Speaker at the conference and as a person in remission, Ariel Britt says she was a different person 11 years ago. Britt knew she wouldn’t have the life she has now if she kept abusing alcohol and cocaine.
"At some point my body just shut down and had this perfect window of opportunity and clarity that I wasn’t going to have the life that I dreamed,” says Britt.
The Symposium aims at increasing drug recovery programs to all 254 counties in Texas.

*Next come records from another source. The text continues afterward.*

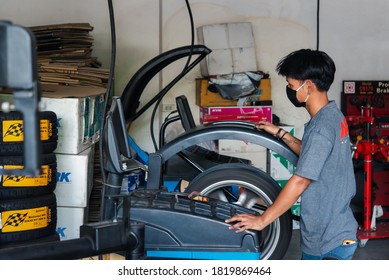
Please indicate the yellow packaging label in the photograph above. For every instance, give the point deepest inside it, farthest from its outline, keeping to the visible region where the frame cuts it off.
(26, 181)
(13, 130)
(26, 219)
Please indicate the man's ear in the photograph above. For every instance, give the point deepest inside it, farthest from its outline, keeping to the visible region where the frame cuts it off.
(311, 85)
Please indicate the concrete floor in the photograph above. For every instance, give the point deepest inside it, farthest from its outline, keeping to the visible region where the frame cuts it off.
(374, 249)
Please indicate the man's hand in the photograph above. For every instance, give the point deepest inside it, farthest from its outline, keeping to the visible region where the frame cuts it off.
(243, 222)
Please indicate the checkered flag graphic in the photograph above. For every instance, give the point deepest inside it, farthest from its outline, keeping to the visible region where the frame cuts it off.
(15, 220)
(15, 129)
(14, 178)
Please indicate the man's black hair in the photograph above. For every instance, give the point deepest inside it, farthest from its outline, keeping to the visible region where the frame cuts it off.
(306, 64)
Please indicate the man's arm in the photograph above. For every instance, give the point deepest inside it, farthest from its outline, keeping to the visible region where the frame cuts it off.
(287, 197)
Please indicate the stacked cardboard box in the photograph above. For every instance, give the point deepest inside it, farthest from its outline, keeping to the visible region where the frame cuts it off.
(65, 55)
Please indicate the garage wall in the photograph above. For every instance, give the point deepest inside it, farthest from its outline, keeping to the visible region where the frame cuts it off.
(354, 33)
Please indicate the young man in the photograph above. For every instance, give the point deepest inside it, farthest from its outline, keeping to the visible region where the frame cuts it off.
(324, 176)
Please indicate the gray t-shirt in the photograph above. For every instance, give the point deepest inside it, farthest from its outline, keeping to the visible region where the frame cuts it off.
(325, 159)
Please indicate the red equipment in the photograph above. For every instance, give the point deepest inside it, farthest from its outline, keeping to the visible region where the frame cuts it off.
(369, 148)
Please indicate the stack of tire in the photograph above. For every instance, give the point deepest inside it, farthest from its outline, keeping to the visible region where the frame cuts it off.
(28, 206)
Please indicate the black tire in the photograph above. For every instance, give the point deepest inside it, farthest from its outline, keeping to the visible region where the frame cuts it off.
(260, 191)
(11, 132)
(25, 186)
(17, 223)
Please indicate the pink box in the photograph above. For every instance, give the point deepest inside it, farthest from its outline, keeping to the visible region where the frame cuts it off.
(243, 113)
(246, 113)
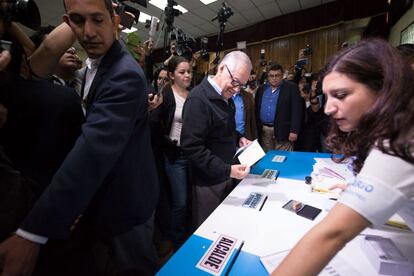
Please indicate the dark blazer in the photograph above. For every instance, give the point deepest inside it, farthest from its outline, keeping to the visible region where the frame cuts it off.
(109, 176)
(289, 111)
(208, 136)
(44, 121)
(249, 115)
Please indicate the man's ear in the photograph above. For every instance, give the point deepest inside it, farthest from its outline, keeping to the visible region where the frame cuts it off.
(116, 21)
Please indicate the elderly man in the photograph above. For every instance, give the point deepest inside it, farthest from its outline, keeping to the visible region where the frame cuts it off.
(279, 111)
(209, 134)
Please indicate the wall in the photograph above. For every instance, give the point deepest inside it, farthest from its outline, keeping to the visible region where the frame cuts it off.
(401, 24)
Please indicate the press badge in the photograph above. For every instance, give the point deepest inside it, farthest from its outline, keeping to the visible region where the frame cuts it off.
(372, 199)
(279, 158)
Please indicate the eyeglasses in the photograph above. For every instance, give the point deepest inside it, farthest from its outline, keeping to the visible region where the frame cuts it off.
(163, 79)
(235, 83)
(71, 50)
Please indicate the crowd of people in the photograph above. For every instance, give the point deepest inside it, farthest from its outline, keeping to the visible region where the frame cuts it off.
(96, 160)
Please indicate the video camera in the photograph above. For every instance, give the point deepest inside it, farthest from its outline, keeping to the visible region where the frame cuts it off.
(123, 9)
(184, 43)
(5, 45)
(23, 11)
(223, 14)
(170, 12)
(204, 52)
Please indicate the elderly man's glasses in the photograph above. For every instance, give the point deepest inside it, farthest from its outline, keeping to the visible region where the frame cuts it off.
(235, 83)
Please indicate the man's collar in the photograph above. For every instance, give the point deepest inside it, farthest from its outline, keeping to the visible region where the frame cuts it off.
(93, 63)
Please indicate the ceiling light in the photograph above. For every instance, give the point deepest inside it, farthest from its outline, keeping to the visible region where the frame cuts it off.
(161, 4)
(206, 2)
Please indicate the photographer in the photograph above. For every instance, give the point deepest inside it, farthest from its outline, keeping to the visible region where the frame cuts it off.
(252, 84)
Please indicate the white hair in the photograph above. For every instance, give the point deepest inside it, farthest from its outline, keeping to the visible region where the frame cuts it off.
(235, 58)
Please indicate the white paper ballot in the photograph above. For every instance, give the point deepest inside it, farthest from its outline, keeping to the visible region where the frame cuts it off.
(250, 154)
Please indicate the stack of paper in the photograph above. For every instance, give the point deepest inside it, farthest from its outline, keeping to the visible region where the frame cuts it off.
(337, 266)
(326, 174)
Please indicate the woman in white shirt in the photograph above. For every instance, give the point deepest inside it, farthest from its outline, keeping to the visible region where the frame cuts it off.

"We know when people are treated for a substance use disorder with evidence based treatment or science based treatment it reduces the likelihood of a death," says organizer of the symposium and vice president of research of UT Health San Antonio and Executive Director of Be Well Texas Dr. Jennifer Potter.
Potter says the conversation at the conference also includes drugs laced with Fentanyl.
"Young people, it’s very common they might experiment. When you experiment and there are very dangerous and illicitly made drugs like fentanyl. It makes it that much more dangerous for people to try even once," says Potter.
"Once you find recovery it doesn’t mean your life is over; it means you have a new life coming," says Britt.
And for Britt, she now works at the University of Texas for the Addiction Research Institute creating policies and serving as a true role model for change.
"I wouldn’t have this baby. I wouldn't have the amazing fiancé that I have today. I wouldn’t have this life," says Britt.